If it doesn't matter to you guys I'd prefer to use this new one. I like how simple the interface is for getting small sets of numbers and I've already been using it for another part of the CRM.
What's involved in making it "thread safe" aside from making sure the seed is the same for each column?
@whannah1 ,
is there an advantage of using Tristen's RNG over the Mersenne Twister algorithm?
No idea. I was just responding to @mrnorman 's request. When we last ran into the problems with the Fortran intrinsic RNG (PGI in particular), I had access to this code, used in a production plasma microturbulence code. I was familiar with it as I had modified it to make it threadsafe. Other than that, I have no special knowledge. It is already in E3SM however, for whatever that is worth.
It shouldn't be too hard to do if we need to. We just need to put locks (i.e., "!$omp critical
")around certain parts of the code to make sure two threads don't grab the same PRN or seed, etc.
My version seeds based on the global column number, so it should be reproducible across different PE layouts.
My connection is going in and out - second time trying to send this.
Just curious, but not enough to read the code :-), how do you generate separate sequences for each column when multiple columns are assigned to a thread (even thread 0)?
It shouldn't be too hard to do if we need to. We just need to put locks (i.e., "!omp critical")around certain parts of the code to make sure two threads don't grab the same PRN or seed, etc.
I provided thread-specific random number sequences, but this also required making sure that the same thread handles a column (for the fusion code, particles) during each timestep. Not hard to do, but eliminates any dynamics OpenMP scheduling algorithms.
Oh I think I get it. So when I set the seed, if there are multiple threads then there's no guarantee that another thread will re-set the seed before I actually get the random sequence I need.
For now that doesn't matter because the CRM has to be run without threading. So I think we're ok.
Would dynamic OMP schedules work efficiently for us? We'd have to have significant load imbalance and probably significantly more work for that to become practical, I think. We should be safe either way.
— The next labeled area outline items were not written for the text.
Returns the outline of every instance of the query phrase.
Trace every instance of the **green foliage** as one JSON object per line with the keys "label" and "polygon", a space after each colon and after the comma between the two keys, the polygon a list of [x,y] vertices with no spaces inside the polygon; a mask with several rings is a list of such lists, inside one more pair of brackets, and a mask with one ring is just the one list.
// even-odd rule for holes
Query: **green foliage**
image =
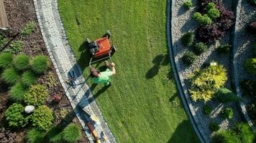
{"label": "green foliage", "polygon": [[220,88],[216,93],[215,97],[221,103],[238,102],[241,98],[227,88]]}
{"label": "green foliage", "polygon": [[192,1],[191,1],[191,0],[188,0],[187,1],[186,1],[186,2],[184,3],[183,5],[184,5],[184,6],[185,6],[186,9],[191,9],[191,8],[192,7],[192,6],[193,6]]}
{"label": "green foliage", "polygon": [[22,74],[22,83],[27,87],[35,84],[37,80],[37,76],[32,71],[27,71]]}
{"label": "green foliage", "polygon": [[24,127],[25,122],[23,112],[24,107],[22,104],[14,103],[11,105],[5,112],[9,125],[13,127]]}
{"label": "green foliage", "polygon": [[12,53],[19,53],[22,51],[24,46],[24,44],[22,41],[19,40],[12,41],[10,44],[11,49],[9,49],[9,51]]}
{"label": "green foliage", "polygon": [[43,143],[45,133],[35,129],[30,129],[27,133],[28,143]]}
{"label": "green foliage", "polygon": [[52,121],[53,112],[45,105],[38,107],[32,117],[32,125],[39,130],[48,130],[52,125]]}
{"label": "green foliage", "polygon": [[212,111],[212,108],[209,105],[204,105],[203,111],[205,114],[210,115]]}
{"label": "green foliage", "polygon": [[231,47],[232,47],[231,45],[227,44],[219,46],[216,50],[217,52],[219,54],[221,53],[225,54],[225,53],[229,53],[230,51]]}
{"label": "green foliage", "polygon": [[193,101],[209,101],[216,91],[224,86],[227,77],[226,69],[221,65],[210,66],[195,72],[191,77],[189,90]]}
{"label": "green foliage", "polygon": [[225,119],[231,119],[234,115],[233,109],[232,108],[225,108],[221,111],[221,116]]}
{"label": "green foliage", "polygon": [[19,79],[20,76],[14,68],[6,69],[1,74],[1,78],[9,84],[14,84]]}
{"label": "green foliage", "polygon": [[182,56],[182,61],[186,64],[192,64],[196,59],[196,55],[192,51],[186,51]]}
{"label": "green foliage", "polygon": [[29,67],[29,56],[20,54],[14,58],[14,64],[19,70],[24,70]]}
{"label": "green foliage", "polygon": [[74,123],[70,124],[63,132],[63,140],[67,142],[76,142],[81,136],[82,134],[79,126]]}
{"label": "green foliage", "polygon": [[32,61],[32,69],[37,74],[44,73],[49,68],[49,66],[48,58],[44,55],[35,56]]}
{"label": "green foliage", "polygon": [[209,127],[211,132],[217,132],[220,129],[219,124],[216,122],[211,122]]}
{"label": "green foliage", "polygon": [[193,45],[195,39],[195,35],[192,32],[187,32],[181,37],[181,41],[185,46],[191,46]]}
{"label": "green foliage", "polygon": [[32,85],[24,97],[24,102],[28,105],[40,106],[47,99],[46,87],[43,85]]}
{"label": "green foliage", "polygon": [[35,23],[34,21],[27,23],[22,29],[22,34],[23,36],[30,35],[32,32],[35,30]]}
{"label": "green foliage", "polygon": [[13,56],[12,53],[1,53],[0,54],[0,68],[6,68],[9,66],[12,62]]}
{"label": "green foliage", "polygon": [[18,82],[11,89],[9,92],[10,99],[15,102],[22,103],[24,101],[24,97],[27,91],[27,87],[21,82]]}
{"label": "green foliage", "polygon": [[203,42],[196,43],[193,46],[193,51],[196,54],[200,55],[207,49],[207,45]]}
{"label": "green foliage", "polygon": [[245,63],[245,69],[250,74],[256,74],[256,58],[249,59]]}

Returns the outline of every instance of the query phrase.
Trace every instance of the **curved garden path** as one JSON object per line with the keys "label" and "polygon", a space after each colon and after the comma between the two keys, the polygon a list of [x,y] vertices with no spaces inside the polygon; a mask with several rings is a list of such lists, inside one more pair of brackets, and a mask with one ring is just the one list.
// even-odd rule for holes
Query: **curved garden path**
{"label": "curved garden path", "polygon": [[[42,35],[49,52],[50,57],[55,68],[60,82],[63,87],[65,94],[74,109],[74,112],[81,123],[85,132],[91,142],[93,137],[88,128],[86,126],[87,117],[77,107],[79,102],[84,108],[95,114],[101,121],[100,126],[95,127],[99,137],[107,137],[105,142],[116,142],[107,124],[104,122],[101,113],[94,100],[92,99],[91,91],[86,83],[79,66],[76,64],[73,52],[70,48],[63,24],[59,16],[57,0],[34,0],[38,22]],[[76,86],[70,87],[65,81],[68,80],[68,72],[75,73]],[[102,139],[102,138],[101,138]],[[101,140],[101,142],[103,142]]]}

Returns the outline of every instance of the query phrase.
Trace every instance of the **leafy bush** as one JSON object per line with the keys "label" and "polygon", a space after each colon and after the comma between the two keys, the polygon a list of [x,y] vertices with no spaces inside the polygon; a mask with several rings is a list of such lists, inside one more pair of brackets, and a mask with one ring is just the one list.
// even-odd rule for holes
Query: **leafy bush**
{"label": "leafy bush", "polygon": [[32,32],[35,30],[35,24],[34,21],[27,23],[22,29],[22,34],[23,36],[30,35]]}
{"label": "leafy bush", "polygon": [[209,105],[204,105],[203,111],[205,114],[209,115],[211,113],[212,108]]}
{"label": "leafy bush", "polygon": [[193,46],[193,50],[197,55],[200,55],[207,49],[207,45],[203,42],[196,43]]}
{"label": "leafy bush", "polygon": [[241,98],[227,88],[220,88],[214,95],[221,103],[238,102]]}
{"label": "leafy bush", "polygon": [[35,84],[37,80],[37,76],[32,71],[27,71],[22,74],[22,82],[27,87]]}
{"label": "leafy bush", "polygon": [[14,68],[5,69],[1,74],[1,78],[4,82],[9,84],[15,84],[19,79],[20,76]]}
{"label": "leafy bush", "polygon": [[209,127],[211,132],[217,132],[220,129],[219,124],[216,122],[211,122]]}
{"label": "leafy bush", "polygon": [[225,108],[221,111],[221,116],[225,119],[232,119],[233,114],[233,109],[232,108]]}
{"label": "leafy bush", "polygon": [[9,125],[13,127],[24,127],[25,122],[23,112],[24,107],[22,104],[14,103],[11,105],[5,112]]}
{"label": "leafy bush", "polygon": [[218,53],[229,53],[231,49],[231,45],[230,44],[224,44],[219,46],[217,48],[217,52]]}
{"label": "leafy bush", "polygon": [[81,136],[80,127],[74,123],[70,124],[63,132],[63,139],[67,142],[76,142]]}
{"label": "leafy bush", "polygon": [[215,92],[224,86],[227,79],[226,69],[221,65],[210,66],[196,71],[191,78],[191,88],[189,92],[192,99],[210,100]]}
{"label": "leafy bush", "polygon": [[10,99],[15,102],[22,103],[24,101],[24,97],[27,91],[27,87],[22,83],[18,82],[11,89],[9,92]]}
{"label": "leafy bush", "polygon": [[29,57],[24,54],[17,56],[14,60],[15,67],[19,70],[24,70],[29,66]]}
{"label": "leafy bush", "polygon": [[184,5],[184,6],[185,6],[186,9],[189,9],[191,8],[192,6],[193,6],[192,1],[191,1],[191,0],[188,0],[187,1],[186,1],[186,2],[184,3],[183,5]]}
{"label": "leafy bush", "polygon": [[19,40],[12,41],[10,44],[11,49],[9,49],[9,51],[12,53],[19,53],[22,51],[24,46],[24,44],[22,41]]}
{"label": "leafy bush", "polygon": [[35,56],[32,61],[32,69],[37,74],[44,73],[49,66],[48,58],[43,55]]}
{"label": "leafy bush", "polygon": [[181,37],[181,41],[185,46],[193,45],[195,35],[192,32],[187,32]]}
{"label": "leafy bush", "polygon": [[256,58],[249,59],[245,63],[245,69],[250,74],[256,74]]}
{"label": "leafy bush", "polygon": [[186,51],[182,56],[182,61],[186,64],[192,64],[196,59],[196,55],[192,51]]}
{"label": "leafy bush", "polygon": [[1,53],[0,54],[0,68],[6,68],[11,65],[13,56],[12,53]]}
{"label": "leafy bush", "polygon": [[24,102],[28,105],[42,105],[46,101],[47,94],[45,86],[32,85],[24,97]]}
{"label": "leafy bush", "polygon": [[52,125],[53,112],[47,106],[42,105],[35,110],[32,117],[32,125],[39,130],[47,130]]}
{"label": "leafy bush", "polygon": [[29,143],[42,143],[45,136],[45,133],[35,129],[30,129],[27,133],[27,139]]}

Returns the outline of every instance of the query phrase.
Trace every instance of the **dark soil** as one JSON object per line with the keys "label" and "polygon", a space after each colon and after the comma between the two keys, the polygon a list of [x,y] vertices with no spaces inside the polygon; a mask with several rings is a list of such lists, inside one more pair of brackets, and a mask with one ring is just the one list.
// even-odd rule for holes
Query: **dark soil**
{"label": "dark soil", "polygon": [[[14,39],[22,40],[25,43],[22,52],[29,55],[30,57],[40,54],[48,56],[37,21],[33,1],[4,0],[4,1],[9,23],[12,29],[21,31],[27,23],[35,21],[36,24],[36,28],[31,35],[26,37],[19,35]],[[1,71],[0,70],[1,72]],[[40,77],[37,83],[44,84],[47,87],[49,97],[46,104],[54,111],[54,124],[66,126],[69,123],[74,122],[78,124],[81,130],[83,130],[78,119],[73,112],[71,105],[65,95],[65,91],[61,87],[52,64],[50,69]],[[12,129],[8,127],[5,121],[4,112],[12,104],[9,103],[8,101],[9,89],[10,87],[0,79],[0,142],[26,142],[25,135],[29,127]],[[52,101],[54,96],[60,97],[60,100],[59,102],[57,100],[57,102]],[[88,142],[84,132],[83,132],[83,137],[78,142]]]}

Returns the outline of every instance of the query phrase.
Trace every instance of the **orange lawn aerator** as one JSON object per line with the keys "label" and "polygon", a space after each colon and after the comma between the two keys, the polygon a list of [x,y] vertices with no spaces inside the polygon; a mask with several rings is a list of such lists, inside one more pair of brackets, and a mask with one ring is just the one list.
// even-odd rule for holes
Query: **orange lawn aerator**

ERP tests were failing for SP compsets at the COMPARE_base_rest stage. Adding a new Mersenne Twister RNG module to set the CRM perturbations alleviated the issue.
Some rambling details:
In an unrelated effort for implementing a random walk to make the CRM orientation evolve over time I stumbled onto a concerning discrepancy between the behavior of the fortran intrinsic random number generator (RNG) when compiling with gfortran and pgi. Off-line results from the pgi compiler showed that the random numbers were scaled by the seed value, and so small seed values resulted in near zero random values. The solution is to build in a RNG so that the results are consistent across compilers. Since I was already doing this, I figured I'd see whether the test results would be affected by using this new RNG to set the CRM perturbations in setperturb(). I also changed the condition that decides whether to call setperturb() and based it on the logical "is_first_step" instead of the old method that compared a few arbitrary CRM cells to see if they were equal. These changes resulted in a passing test of COMPARE_base_rest, however I'm lacking a complete explanation of why this worked. In theory, neither change chould have affected this comparison as long as the intrinsic RNG got the same seed and gave the same results, even if those values were near zero. The difference may lie in how the intrinsic RNG was called such that the string of random numbers was "remembered" from the previous seed, in which case changing the processor count may result in a different sequence. Either way, the new RNG is much more robust and reliable. The new RNG uses the Mersenne Twister algorithm. There is already a Mersenne Twister RNG implemented elsewhere in the model, but it is cumbersome to get single values, so I think the current approach is preferable for the CRM.